Bonne nouvelle Libération d’une figure politique de l’opposition

Adam Azim, figure politique de l’opposition, a été libéré après avoir passé près d’une semaine en détention aux Maldives. Il avait été arrêté et faisait l’objet d’accusations forgées de toutes pièces après avoir critiqué le gouvernement lors d’un entretien à la télévision.
Adam Azim, 46 ans, est un défenseur de la démocratie connu aux Maldives, et un ministre du cabinet fantôme de l’alliance de l’opposition, Maldives United Opposition (MUO). Le 8 juin, peu après son retour aux Maldives après une visite en Europe, Adam Azim a accordé un entretien à la chaîne de télévision privée Sangu TV. À cette occasion, il a critiqué le manque d’indépendance du système judiciaire, ainsi que la corruption présumée de certains représentants du gouvernement.
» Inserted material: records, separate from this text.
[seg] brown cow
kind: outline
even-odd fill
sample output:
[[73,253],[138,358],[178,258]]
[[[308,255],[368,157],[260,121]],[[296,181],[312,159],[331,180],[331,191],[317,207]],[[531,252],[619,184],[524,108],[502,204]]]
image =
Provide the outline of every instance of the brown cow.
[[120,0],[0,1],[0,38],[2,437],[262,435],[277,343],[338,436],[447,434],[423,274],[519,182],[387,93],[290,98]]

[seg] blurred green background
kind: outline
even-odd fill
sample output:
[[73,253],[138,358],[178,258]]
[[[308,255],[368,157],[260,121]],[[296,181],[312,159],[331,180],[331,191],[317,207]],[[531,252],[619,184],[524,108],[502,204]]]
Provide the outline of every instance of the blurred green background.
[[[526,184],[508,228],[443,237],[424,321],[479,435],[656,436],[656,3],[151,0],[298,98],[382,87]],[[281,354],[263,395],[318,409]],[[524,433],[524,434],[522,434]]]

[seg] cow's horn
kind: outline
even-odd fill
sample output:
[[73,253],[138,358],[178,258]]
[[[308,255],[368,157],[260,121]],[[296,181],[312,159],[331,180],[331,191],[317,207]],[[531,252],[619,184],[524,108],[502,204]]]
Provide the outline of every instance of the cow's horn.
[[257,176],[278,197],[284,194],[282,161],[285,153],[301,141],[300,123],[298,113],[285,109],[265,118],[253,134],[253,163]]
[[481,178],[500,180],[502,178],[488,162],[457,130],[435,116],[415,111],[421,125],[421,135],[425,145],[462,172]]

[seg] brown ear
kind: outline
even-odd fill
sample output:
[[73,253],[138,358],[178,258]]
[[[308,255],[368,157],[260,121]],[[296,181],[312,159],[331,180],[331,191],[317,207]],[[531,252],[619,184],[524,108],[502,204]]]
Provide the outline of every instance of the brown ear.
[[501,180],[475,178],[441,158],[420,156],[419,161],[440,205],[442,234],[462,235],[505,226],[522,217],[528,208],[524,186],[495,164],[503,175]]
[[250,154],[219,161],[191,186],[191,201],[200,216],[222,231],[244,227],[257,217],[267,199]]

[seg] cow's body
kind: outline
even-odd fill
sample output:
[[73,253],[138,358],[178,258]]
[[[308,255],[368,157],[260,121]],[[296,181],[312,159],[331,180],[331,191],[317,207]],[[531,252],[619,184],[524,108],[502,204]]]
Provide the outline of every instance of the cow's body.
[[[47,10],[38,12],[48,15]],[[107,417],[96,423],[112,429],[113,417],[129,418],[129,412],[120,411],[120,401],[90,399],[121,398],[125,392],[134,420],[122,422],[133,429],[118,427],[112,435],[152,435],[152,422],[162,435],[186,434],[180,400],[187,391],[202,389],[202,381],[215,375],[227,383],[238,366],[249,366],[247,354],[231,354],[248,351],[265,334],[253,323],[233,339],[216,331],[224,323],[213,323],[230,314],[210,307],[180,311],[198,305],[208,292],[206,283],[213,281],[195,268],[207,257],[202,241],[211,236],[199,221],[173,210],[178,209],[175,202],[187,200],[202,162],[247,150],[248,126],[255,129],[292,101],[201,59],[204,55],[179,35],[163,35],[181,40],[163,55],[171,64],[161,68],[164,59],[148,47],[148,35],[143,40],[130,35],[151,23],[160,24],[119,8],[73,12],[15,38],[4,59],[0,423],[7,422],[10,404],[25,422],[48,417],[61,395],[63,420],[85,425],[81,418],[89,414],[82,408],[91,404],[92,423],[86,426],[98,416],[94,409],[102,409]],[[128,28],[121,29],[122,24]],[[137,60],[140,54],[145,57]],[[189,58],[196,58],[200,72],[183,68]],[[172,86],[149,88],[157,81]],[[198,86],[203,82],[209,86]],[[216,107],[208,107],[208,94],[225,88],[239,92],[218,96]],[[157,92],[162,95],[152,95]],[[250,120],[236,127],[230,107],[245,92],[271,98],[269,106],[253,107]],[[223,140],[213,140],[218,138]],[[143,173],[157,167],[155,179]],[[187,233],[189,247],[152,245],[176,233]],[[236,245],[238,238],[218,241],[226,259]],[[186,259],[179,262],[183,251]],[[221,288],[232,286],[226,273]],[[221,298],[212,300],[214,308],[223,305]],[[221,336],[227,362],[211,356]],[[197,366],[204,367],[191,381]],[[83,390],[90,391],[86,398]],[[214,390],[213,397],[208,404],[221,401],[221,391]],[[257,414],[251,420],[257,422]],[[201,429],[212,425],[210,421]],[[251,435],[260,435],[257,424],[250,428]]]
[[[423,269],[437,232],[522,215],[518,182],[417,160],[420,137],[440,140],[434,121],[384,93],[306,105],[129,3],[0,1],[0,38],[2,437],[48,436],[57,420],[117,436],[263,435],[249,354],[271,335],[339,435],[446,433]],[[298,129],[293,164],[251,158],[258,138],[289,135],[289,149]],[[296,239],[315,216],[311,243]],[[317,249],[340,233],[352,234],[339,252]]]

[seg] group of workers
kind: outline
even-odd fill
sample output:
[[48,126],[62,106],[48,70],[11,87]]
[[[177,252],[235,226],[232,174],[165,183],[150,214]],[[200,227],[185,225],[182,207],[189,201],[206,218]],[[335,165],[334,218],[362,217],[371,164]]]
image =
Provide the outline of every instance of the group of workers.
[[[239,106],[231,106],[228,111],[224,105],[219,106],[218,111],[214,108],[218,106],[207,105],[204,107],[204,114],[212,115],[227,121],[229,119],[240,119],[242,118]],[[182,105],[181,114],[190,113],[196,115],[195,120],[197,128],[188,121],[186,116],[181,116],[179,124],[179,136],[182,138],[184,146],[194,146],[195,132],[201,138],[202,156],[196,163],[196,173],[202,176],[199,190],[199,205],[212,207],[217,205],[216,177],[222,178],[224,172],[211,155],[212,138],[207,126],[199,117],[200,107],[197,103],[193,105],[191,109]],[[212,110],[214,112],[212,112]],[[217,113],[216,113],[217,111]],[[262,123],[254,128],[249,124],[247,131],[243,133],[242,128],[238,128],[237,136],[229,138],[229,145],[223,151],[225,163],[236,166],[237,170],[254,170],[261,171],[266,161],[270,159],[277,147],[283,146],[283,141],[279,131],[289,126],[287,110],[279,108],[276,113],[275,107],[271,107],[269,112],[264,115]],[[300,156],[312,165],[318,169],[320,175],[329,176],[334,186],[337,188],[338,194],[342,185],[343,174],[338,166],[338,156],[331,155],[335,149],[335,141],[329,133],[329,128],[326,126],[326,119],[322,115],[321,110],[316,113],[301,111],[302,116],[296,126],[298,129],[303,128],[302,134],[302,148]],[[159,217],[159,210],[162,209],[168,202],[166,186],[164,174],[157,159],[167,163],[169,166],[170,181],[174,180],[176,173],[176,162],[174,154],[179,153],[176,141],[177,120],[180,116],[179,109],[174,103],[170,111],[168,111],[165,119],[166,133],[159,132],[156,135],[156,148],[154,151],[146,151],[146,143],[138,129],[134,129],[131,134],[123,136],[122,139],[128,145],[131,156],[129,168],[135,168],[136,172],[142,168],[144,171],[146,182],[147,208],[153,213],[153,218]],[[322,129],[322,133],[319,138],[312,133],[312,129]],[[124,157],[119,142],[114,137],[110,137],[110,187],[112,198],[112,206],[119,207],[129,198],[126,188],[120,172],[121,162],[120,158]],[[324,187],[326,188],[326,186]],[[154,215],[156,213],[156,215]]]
Quelques heures après cet entretien, il a été arrêté par la police à son domicile, dans la capitale, Malé. D’après le mandat d’arrêt, Adam Azim était accusé d’incitation à l’émeute et au renversement du gouvernement par la force, ainsi que de résistance à des policiers et d’entrave à l’administration de la loi (au titre des articles 532, 533 et 610 du Code pénal). S’il avait été déclaré coupable et condamné, il risquait jusqu’à 17 ans d’emprisonnement.
Après son arrestation, Adam Azim a été déplacé dans une prison sur l’île de Dhoonidhoo, près de Malé, où il a passé six jours en détention provisoire. Le 14 juin, Adam Azim a été libéré sans condition après que la police eut décidé de ne pas demander à la Cour pénale de prolonger sa détention provisoire. Amnesty International pense qu’Adam Azim a été pris pour cible uniquement parce qu’il a exercé pacifiquement son droit à la liberté d’expression. Son arrestation s’inscrivait dans le cadre d’une vaste répression des opposants politiques, des professionnels des médias et des militants aux Maldives, qui s’est intensifiée ces derniers mois.
Adam Azim est l’un des militants qui s’est le plus exprimé en faveur de la libération de son frère, le colonel Mohamed Nazim, emprisonné en 2015 après un procès qu’Amnesty International, le Groupe de travail des Nations unies sur la détention arbitraire et d’autres organisations ont qualifié de contraire aux règles d’équité les plus élémentaires. En mai 2017, Adam Azim a fait partie d’une délégation de la MUO qui s’est rendue dans quelques pays européens pour souligner la détérioration de la situation des droits humains aux Maldives.

J'agis

Amnesty International continuera de suivre de près cette affaire et interviendra de nouveau si nécessaire.

Aucune action complémentaire n’est requise de la part des membres du réseau Actions urgentes. Un grand merci à toutes les personnes qui ont envoyé des appels.